“One Life to One Dawn.
In a land ruled by a murderous boy-king, each dawn brings heartache to a new family. Khalid, the eighteen-year-old Caliph of Khorasan, is a monster. Each night he takes a new bride only to have a silk cord wrapped around her throat come morning. When sixteen-year-old Shahrzad’s dearest friend falls victim to Khalid, Shahrzad vows vengeance and volunteers to be his next bride. Shahrzad is determined not only to stay alive, but to end the caliph’s reign of terror once and for all.
Night after night, Shahrzad beguiles Khalid, weaving stories that enchant, ensuring her survival, though she knows each dawn could be her last. But something she never expected begins to happen: Khalid is nothing like what she’d imagined him to be. This monster is a boy with a tormented heart. Incredibly, Shahrzad finds herself falling in love. How is this possible? It’s an unforgivable betrayal. Still, Shahrzad has come to understand all is not as it seems in this palace of marble and stone. She resolves to uncover whatever secrets lurk and, despite her love, be ready to take Khalid’s life as retribution for the many lives he’s stolen. Can their love survive this world of stories and secrets?”
If you didn’t know The Wrath and the Dawn was inspired by A Thousand and One Nights. There are multiple points of view, with the main view point being from Shazrad. There’s an interesting prologue that really sets the tone of the story without telling us what the story is about. So in a way, the prologue moves you to read the rest of the book.
I have got to say that this book surprised me in many ways, but at the same time, was very…. annoyingly predictable at times. There are some things that annoyed me about the book, while there are some things that made me so happy about this book. I don’t know what one has more points to the team though, so lets get down to business, shall we??
The few things that I liked about this book are…
“Some things exist in out lives for but a brief moment. And we must let them go on to light another sky.”
I love Shazrad, and how self reliant she is. She could totally do the stuff herself, and in fact, she does a lot of the things herself, when her maid-turned-friend isn’t there to help her. Shazrad is really a character who, if you mess with her, she’d definitely kick your ass. Shazrad is a girl of many hidden talents.
I love Khalid’s character. He’s the type of character, that in the story, everyone is made out to hate, but in actuality, he’s faced with ultimatums left and right. Everyone has made him out to be the bad guy. And Khalid doesn’t let anyone get close, at all. Yet there are the close few to him, that know him personally. I got the feeling that said people would definitely stick up for Khalid when he isn’t around. They would also absolutely go out in the streets, shout from the rooftops that he is indeed a great man, but Khalid forbids that. And the vicious cycle of his people hating him goes on. Khalid is an incredibly interesting character, and my heart breaks for him over and over again.
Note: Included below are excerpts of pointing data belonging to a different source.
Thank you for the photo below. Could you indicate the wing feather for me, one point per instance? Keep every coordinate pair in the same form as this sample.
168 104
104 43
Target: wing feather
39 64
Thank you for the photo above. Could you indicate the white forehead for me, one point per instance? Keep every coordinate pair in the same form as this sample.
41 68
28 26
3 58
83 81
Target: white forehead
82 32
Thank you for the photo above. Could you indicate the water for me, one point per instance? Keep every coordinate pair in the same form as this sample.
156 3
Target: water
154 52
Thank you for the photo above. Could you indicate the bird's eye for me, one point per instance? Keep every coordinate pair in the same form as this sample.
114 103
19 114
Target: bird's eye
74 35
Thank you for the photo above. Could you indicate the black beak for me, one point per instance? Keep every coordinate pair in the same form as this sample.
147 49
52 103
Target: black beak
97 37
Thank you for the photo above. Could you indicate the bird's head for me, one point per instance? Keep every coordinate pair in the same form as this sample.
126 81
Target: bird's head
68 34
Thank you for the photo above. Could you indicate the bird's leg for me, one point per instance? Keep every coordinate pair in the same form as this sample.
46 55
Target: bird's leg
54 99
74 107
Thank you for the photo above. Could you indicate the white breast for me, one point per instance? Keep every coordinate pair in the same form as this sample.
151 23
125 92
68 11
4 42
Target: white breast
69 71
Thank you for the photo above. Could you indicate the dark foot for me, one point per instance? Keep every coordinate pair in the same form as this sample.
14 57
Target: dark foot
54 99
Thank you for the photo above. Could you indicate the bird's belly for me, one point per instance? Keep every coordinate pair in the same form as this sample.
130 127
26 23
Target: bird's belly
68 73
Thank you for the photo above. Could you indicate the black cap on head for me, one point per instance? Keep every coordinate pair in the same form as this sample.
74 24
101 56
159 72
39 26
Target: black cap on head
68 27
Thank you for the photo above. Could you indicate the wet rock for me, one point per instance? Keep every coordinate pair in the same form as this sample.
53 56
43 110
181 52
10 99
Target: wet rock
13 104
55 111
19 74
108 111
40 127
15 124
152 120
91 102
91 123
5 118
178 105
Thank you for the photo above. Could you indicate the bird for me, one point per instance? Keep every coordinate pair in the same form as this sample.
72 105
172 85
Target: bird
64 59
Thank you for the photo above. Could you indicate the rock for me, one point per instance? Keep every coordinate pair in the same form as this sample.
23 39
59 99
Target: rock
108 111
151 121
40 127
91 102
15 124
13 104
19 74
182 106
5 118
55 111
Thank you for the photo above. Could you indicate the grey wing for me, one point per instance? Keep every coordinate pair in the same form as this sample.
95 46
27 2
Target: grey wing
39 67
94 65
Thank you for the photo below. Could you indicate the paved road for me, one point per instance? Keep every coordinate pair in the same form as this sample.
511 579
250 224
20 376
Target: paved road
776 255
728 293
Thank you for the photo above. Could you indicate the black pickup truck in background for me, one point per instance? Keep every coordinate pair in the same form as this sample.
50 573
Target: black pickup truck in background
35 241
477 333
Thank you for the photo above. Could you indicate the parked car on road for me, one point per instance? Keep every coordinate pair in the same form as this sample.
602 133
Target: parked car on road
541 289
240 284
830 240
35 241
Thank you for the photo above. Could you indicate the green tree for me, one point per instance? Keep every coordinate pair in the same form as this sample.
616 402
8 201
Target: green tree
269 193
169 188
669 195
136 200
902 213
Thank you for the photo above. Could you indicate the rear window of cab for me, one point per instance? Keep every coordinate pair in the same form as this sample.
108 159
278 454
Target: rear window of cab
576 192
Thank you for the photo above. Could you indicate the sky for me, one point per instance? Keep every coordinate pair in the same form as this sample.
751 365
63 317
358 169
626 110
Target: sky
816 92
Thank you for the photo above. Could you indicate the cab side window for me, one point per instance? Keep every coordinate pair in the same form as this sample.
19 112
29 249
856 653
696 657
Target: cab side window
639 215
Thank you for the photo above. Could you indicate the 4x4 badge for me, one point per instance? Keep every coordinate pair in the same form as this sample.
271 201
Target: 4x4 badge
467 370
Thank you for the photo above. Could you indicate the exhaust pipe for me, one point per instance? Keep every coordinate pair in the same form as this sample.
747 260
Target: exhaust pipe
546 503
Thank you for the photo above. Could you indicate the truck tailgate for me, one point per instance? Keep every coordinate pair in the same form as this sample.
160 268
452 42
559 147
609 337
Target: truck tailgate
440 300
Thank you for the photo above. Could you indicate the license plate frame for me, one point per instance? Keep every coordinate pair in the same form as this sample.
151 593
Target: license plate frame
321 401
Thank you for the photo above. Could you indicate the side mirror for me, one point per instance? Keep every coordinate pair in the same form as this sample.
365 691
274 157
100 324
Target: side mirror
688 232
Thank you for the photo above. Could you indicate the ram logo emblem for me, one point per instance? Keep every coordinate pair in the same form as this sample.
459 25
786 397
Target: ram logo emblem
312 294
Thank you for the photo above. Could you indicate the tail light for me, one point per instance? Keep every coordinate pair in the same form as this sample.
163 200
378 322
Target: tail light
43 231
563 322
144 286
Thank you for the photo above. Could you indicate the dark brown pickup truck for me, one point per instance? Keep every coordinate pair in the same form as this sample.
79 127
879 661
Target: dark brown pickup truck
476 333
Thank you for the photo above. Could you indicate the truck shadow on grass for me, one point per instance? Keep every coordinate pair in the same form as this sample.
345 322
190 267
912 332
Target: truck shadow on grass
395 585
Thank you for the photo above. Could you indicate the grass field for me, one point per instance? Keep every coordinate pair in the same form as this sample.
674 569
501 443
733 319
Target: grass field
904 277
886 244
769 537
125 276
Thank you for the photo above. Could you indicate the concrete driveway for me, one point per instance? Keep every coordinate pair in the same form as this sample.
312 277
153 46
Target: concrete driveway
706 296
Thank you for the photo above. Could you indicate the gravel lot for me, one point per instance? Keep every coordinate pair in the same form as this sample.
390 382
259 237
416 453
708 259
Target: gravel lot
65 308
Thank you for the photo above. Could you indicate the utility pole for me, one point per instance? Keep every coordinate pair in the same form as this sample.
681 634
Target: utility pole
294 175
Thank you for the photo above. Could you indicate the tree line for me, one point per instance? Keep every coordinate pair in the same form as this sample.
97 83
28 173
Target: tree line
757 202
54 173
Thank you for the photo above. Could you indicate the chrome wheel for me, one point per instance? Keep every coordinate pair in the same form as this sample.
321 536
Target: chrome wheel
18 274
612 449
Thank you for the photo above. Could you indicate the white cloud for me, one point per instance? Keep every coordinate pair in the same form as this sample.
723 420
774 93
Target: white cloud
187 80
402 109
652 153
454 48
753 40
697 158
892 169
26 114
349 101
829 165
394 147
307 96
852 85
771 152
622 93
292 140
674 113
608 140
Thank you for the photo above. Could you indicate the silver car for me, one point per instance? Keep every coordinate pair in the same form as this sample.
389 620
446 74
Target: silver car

I absolutely adore the family setting that seems to have fallen around Khalid, Shazrad and their comrads. They seem to all have their little jokes about everything, but that doesn’t mean that they don’t have their secrets. Oh, they do. And of course, Shazrad gets to know most of them. – This family that Shazrad has fallen into.. they’re for one another. No matter what. They all love each other fiercely.
“On pain of death . . . you are as important to him as his own life.”
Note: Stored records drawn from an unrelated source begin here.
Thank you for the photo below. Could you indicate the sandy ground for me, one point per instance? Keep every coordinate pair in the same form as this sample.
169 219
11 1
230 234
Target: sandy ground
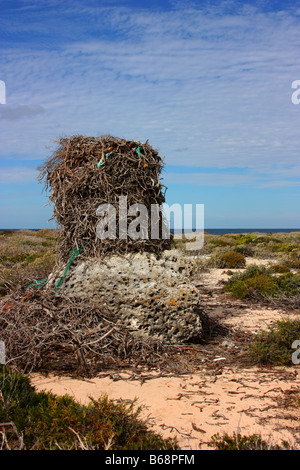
220 397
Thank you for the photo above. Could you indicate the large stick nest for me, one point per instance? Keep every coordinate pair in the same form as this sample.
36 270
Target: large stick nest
85 172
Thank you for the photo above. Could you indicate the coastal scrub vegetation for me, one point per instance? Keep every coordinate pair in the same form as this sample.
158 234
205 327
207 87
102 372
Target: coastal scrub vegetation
236 441
32 420
259 281
274 346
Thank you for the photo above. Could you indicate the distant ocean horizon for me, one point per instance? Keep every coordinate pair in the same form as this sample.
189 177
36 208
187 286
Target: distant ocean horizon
211 231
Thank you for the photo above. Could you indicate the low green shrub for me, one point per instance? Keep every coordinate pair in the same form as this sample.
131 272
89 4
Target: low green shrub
229 259
239 442
47 421
279 268
258 281
274 346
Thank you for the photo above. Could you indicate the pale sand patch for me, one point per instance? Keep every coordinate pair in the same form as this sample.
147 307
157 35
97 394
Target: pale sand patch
195 407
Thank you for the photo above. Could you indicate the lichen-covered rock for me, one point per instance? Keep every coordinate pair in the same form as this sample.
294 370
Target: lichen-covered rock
153 297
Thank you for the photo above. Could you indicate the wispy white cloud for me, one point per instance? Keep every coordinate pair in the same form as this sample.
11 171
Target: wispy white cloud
18 174
216 81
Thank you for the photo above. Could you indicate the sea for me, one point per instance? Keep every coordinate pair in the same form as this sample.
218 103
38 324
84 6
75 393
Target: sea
212 231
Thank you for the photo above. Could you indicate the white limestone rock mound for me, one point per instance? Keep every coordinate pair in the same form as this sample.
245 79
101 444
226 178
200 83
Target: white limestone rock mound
152 297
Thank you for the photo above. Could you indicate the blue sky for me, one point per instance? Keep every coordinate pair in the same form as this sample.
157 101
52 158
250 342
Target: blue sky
209 83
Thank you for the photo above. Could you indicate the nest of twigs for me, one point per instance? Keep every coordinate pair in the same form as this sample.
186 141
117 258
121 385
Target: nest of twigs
86 172
47 332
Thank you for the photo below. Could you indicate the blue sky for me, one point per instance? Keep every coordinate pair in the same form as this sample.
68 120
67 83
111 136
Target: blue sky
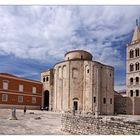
34 38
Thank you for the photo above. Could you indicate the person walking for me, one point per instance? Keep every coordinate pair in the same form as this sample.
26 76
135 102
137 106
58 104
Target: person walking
25 109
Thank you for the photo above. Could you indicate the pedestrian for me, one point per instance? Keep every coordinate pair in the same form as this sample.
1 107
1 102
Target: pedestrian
25 110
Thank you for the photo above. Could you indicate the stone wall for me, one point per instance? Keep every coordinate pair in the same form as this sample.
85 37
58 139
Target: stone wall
99 126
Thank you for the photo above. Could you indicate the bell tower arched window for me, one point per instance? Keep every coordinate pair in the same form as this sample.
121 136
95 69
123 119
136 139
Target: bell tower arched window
131 54
131 67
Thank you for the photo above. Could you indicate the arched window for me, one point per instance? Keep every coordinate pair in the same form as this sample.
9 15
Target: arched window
137 52
131 93
137 92
137 80
47 78
131 67
43 79
131 53
131 81
137 66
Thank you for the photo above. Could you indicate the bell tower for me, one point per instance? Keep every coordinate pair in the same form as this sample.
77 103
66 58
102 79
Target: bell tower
133 64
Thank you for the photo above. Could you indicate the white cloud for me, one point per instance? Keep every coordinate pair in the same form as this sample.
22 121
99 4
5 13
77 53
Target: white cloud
44 32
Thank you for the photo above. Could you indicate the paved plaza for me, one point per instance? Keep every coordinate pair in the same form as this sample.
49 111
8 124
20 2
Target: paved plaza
34 122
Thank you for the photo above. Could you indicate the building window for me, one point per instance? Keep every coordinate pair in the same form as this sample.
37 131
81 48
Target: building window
33 89
47 78
43 79
33 100
131 53
137 66
131 67
137 80
131 81
5 85
104 100
21 88
131 93
4 97
94 99
110 100
137 52
137 92
75 105
20 99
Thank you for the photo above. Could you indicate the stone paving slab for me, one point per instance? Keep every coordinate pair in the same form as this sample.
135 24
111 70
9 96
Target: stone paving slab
39 123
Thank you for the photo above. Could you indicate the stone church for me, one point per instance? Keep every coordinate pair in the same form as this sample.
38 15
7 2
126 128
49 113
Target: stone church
79 82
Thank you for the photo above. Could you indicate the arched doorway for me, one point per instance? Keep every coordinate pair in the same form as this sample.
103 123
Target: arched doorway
75 104
46 100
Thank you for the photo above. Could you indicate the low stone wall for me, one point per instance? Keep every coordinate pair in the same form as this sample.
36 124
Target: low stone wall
87 125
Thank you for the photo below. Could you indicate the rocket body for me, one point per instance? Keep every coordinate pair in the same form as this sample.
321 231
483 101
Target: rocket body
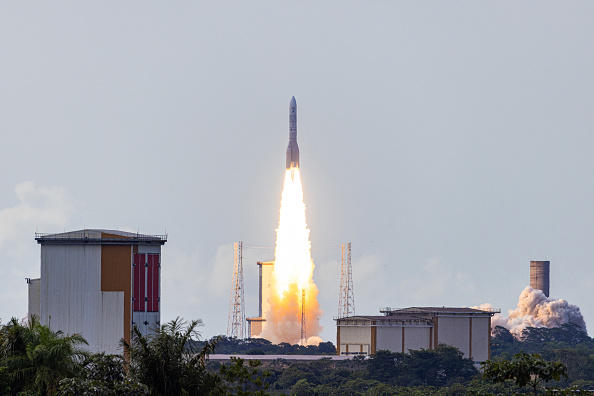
293 148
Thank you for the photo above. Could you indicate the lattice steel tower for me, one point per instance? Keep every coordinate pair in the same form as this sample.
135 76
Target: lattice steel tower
236 326
303 332
346 299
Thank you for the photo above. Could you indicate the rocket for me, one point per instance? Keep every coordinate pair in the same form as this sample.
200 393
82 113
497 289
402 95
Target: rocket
293 148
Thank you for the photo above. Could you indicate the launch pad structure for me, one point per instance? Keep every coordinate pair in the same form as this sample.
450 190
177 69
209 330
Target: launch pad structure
236 323
241 327
346 299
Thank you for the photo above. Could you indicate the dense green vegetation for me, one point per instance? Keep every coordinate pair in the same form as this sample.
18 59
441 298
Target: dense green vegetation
260 346
35 360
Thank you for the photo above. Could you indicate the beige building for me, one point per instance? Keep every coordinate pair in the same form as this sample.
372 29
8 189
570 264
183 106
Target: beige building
256 325
401 330
99 284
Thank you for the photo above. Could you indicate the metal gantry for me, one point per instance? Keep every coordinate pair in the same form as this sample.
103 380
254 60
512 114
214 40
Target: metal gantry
346 299
236 326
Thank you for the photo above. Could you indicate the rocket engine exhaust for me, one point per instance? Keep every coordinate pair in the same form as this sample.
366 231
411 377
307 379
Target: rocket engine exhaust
294 295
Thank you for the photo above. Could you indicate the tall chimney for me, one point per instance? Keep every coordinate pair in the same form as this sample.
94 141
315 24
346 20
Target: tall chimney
539 275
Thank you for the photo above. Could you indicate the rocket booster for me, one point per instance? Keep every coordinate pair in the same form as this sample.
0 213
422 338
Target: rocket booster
293 148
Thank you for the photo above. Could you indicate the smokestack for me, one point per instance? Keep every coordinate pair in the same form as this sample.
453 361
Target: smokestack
539 276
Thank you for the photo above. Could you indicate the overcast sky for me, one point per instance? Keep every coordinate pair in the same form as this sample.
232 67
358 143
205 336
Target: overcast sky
450 142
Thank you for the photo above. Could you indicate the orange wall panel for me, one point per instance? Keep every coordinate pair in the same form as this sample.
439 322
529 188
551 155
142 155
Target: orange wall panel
116 275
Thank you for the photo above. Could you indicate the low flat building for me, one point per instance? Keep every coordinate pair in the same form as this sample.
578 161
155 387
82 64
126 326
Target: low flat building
99 284
402 330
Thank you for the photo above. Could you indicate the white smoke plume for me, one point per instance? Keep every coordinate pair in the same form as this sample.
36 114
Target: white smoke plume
537 310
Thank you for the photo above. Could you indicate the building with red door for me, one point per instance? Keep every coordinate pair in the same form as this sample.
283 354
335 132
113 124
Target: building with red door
98 283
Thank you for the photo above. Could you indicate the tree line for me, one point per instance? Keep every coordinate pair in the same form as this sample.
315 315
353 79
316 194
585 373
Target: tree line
35 360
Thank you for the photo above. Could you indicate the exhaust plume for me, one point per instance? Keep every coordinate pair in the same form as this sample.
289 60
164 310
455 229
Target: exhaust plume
537 310
293 273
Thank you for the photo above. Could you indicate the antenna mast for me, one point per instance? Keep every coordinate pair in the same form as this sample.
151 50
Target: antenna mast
236 323
346 298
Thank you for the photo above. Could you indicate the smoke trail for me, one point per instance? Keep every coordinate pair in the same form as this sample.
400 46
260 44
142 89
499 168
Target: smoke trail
293 272
537 310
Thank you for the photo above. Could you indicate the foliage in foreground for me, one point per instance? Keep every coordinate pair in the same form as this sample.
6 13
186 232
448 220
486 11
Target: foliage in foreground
34 358
525 370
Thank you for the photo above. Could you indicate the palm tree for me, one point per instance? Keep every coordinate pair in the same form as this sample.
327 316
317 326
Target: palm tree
167 362
37 357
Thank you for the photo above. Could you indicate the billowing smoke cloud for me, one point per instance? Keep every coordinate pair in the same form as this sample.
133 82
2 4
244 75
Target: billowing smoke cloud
537 310
283 321
293 273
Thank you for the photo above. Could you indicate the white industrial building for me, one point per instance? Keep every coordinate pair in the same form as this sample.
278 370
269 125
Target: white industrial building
401 330
99 284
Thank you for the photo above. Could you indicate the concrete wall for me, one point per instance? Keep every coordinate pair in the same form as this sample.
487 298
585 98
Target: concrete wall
454 331
145 321
71 298
112 322
355 339
416 338
389 338
34 307
481 337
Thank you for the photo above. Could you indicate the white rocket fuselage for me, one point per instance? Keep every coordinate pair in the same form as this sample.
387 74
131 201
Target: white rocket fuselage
293 148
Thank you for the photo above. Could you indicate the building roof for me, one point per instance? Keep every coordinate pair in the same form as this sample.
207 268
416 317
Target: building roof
386 320
99 236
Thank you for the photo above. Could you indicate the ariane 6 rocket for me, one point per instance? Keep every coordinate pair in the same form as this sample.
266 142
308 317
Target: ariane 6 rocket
293 148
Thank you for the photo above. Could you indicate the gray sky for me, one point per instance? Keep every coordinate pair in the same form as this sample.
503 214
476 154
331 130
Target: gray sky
450 142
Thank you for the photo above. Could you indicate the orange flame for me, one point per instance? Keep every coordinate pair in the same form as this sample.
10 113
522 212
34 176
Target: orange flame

I also really loved the descriptions, and the settings as well. I like how each character was set up. Even if I didn’t really like those characters. I also admire how realistic Shazrad is. With what she expects, and doesn’t expect of things to go. Shazrad is really the glue that keeps them all together.
Now onto what I didn’t like about this book….
I absolutely hate Tariq’s character; his “hero” complex.. Tariq really believes that Shazrad is his and belongs to him. ..He might love her, but I only think it’s a fascination. He thinks of Shazrad like a possession, and once Shazrad is in his hands again, he won’t let go of her. Shazrad will learn to resent him, and everything he’s done, built, and thrived for. Tariq is a character who refuses to see what’s in front of his eyes. His belief system is so strong that it would be a rare thing to be able to tell him something different, and have him listen. He’s so ignorant to the world that it…pisses me off so much.
“A shared history does not entitle you to a future, my friend.”
(When that was said, I was like, ‘SO TRUE!!! — PREACH IT, OLD MAN! PREACH IT! SHOUT IT FROM THE MOUNTAINS!’)
There are a few characters that are annoyingly pretentious, and that in itself just pisses me off beyond belief. Especially Shazrad’s dad. Like…I can’t even with that man. And if he’s done what I think he’s done, then I’m going to end up hating him even more than I already do.
So, as you can see, The Wrath and the Dawn was a book that had me at completely polar opposites. I’m incredibly in denial of the second book, The Rose and the Dagger… but I’m going to read it anyway. I just hope that all of the characters get what they deserve. Whether that be someone gets a happy ending, or if someone has to die. — Seriously! This book has me at polar opposites.
“I’ve been told a good storyteller can trap an audience with a single sentence.”
Thank you so much for reading my review!